REINFORCEMENT LEARNING • AI GAME AGENT

Tic-Tac-Toe AI

Reinforcement Learning agent for Tic-Tac-Toe.
Implemented with DQN and DDQN to learn optimal strategies through self-play. Formed the basis of my undergraduate thesis.

Overview

This project explored Deep Reinforcement Learning applied to the classic Tic-Tac-Toe game. The goal was to build an AI agent that learns from scratch via self-play, without being explicitly programmed with strategies. The agent leveraged DQN (Deep Q-Network) and DDQN (Double DQN) techniques to stabilize learning and avoid Q-value overestimation.

Technical Highlights

Environment: Custom Tic-Tac-Toe board state simulator
Algorithms: DQN, Double DQN
Training: Self-play episodes with ε-greedy exploration
Loss Function: Mean Squared Error (MSE) for Q-value updates
Replay Buffer: Experience replay with target network updates
Frameworks: Python, TensorFlow, NumPy

Results

The agent successfully learned optimal Tic-Tac-Toe strategies after extensive training.
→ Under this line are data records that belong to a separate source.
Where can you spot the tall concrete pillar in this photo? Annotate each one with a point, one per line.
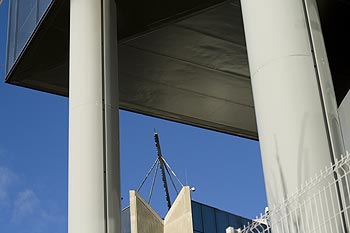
(94, 179)
(293, 94)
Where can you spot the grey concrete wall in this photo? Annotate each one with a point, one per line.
(125, 221)
(143, 219)
(344, 115)
(179, 217)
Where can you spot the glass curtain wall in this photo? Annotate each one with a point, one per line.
(207, 219)
(24, 16)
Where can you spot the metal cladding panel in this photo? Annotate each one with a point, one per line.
(179, 60)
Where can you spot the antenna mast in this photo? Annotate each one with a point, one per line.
(161, 165)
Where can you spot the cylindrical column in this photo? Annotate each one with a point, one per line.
(94, 180)
(294, 134)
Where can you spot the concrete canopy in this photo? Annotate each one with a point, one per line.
(180, 60)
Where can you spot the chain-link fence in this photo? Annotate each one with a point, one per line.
(321, 206)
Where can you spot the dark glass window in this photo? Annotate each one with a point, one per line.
(209, 223)
(221, 221)
(24, 16)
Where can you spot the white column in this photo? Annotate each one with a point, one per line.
(292, 105)
(94, 179)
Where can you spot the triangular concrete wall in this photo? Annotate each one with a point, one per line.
(143, 219)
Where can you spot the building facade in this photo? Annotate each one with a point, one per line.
(271, 70)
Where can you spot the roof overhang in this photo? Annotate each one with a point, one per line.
(180, 60)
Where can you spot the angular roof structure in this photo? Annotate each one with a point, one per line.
(180, 60)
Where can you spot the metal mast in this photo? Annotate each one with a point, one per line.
(161, 164)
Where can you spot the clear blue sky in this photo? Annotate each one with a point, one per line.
(225, 170)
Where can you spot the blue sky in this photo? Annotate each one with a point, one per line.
(225, 170)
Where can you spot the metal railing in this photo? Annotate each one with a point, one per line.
(322, 205)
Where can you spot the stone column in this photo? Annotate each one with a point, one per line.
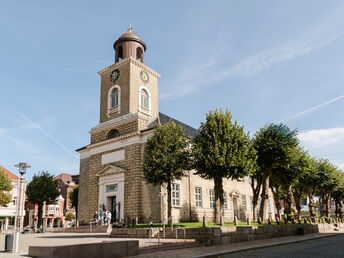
(6, 223)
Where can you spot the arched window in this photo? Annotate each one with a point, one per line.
(139, 54)
(114, 133)
(144, 99)
(114, 97)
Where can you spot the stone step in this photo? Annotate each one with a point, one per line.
(168, 246)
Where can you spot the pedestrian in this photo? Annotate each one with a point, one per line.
(102, 215)
(96, 217)
(108, 217)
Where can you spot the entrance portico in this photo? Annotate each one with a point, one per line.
(111, 191)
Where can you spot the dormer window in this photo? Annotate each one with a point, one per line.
(114, 97)
(114, 100)
(113, 134)
(144, 99)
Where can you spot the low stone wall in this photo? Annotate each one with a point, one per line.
(225, 235)
(102, 250)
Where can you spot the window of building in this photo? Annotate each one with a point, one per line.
(114, 133)
(243, 202)
(111, 188)
(198, 191)
(251, 201)
(224, 201)
(212, 198)
(176, 194)
(114, 97)
(269, 206)
(144, 99)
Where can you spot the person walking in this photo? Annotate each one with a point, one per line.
(96, 217)
(102, 215)
(108, 217)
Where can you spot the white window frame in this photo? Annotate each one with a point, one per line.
(114, 109)
(176, 194)
(224, 206)
(198, 197)
(141, 107)
(212, 198)
(243, 202)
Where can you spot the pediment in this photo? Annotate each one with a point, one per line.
(109, 170)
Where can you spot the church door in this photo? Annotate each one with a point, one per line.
(113, 209)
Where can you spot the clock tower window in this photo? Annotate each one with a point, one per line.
(114, 99)
(144, 99)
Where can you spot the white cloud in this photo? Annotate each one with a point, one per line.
(311, 109)
(325, 143)
(322, 35)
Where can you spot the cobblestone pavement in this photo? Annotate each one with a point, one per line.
(52, 239)
(228, 250)
(327, 247)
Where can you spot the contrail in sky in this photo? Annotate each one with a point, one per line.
(45, 133)
(311, 109)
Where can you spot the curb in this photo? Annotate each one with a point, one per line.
(263, 246)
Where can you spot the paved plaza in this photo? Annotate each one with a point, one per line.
(312, 245)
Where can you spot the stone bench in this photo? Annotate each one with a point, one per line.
(101, 250)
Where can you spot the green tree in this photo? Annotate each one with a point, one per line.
(337, 194)
(256, 184)
(310, 180)
(222, 149)
(70, 216)
(328, 183)
(274, 144)
(73, 196)
(42, 188)
(166, 157)
(5, 187)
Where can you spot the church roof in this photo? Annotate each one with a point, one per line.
(163, 119)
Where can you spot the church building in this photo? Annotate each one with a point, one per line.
(111, 175)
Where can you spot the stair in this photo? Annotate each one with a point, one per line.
(168, 246)
(86, 229)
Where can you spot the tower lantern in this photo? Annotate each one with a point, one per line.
(129, 44)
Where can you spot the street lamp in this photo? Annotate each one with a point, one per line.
(18, 218)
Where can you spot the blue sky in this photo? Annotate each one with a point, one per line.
(266, 61)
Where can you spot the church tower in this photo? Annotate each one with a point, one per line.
(111, 165)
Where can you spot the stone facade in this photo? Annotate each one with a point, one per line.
(111, 175)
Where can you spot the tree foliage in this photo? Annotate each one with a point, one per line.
(222, 149)
(42, 188)
(274, 144)
(73, 196)
(5, 187)
(166, 157)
With DDQN, stability improved compared to baseline DQN, reducing over-optimistic moves. The trained agent achieves near-perfect play against humans and random opponents, consistently forcing a win or draw.

Challenges & Solutions

The main challenge was exploration vs. exploitation. Early models either over-explored random moves or over-fitted to short-term patterns. Integrating ε-greedy exploration decay and target network updates balanced learning. Using DDQN further stabilized training by addressing Q-value overestimation.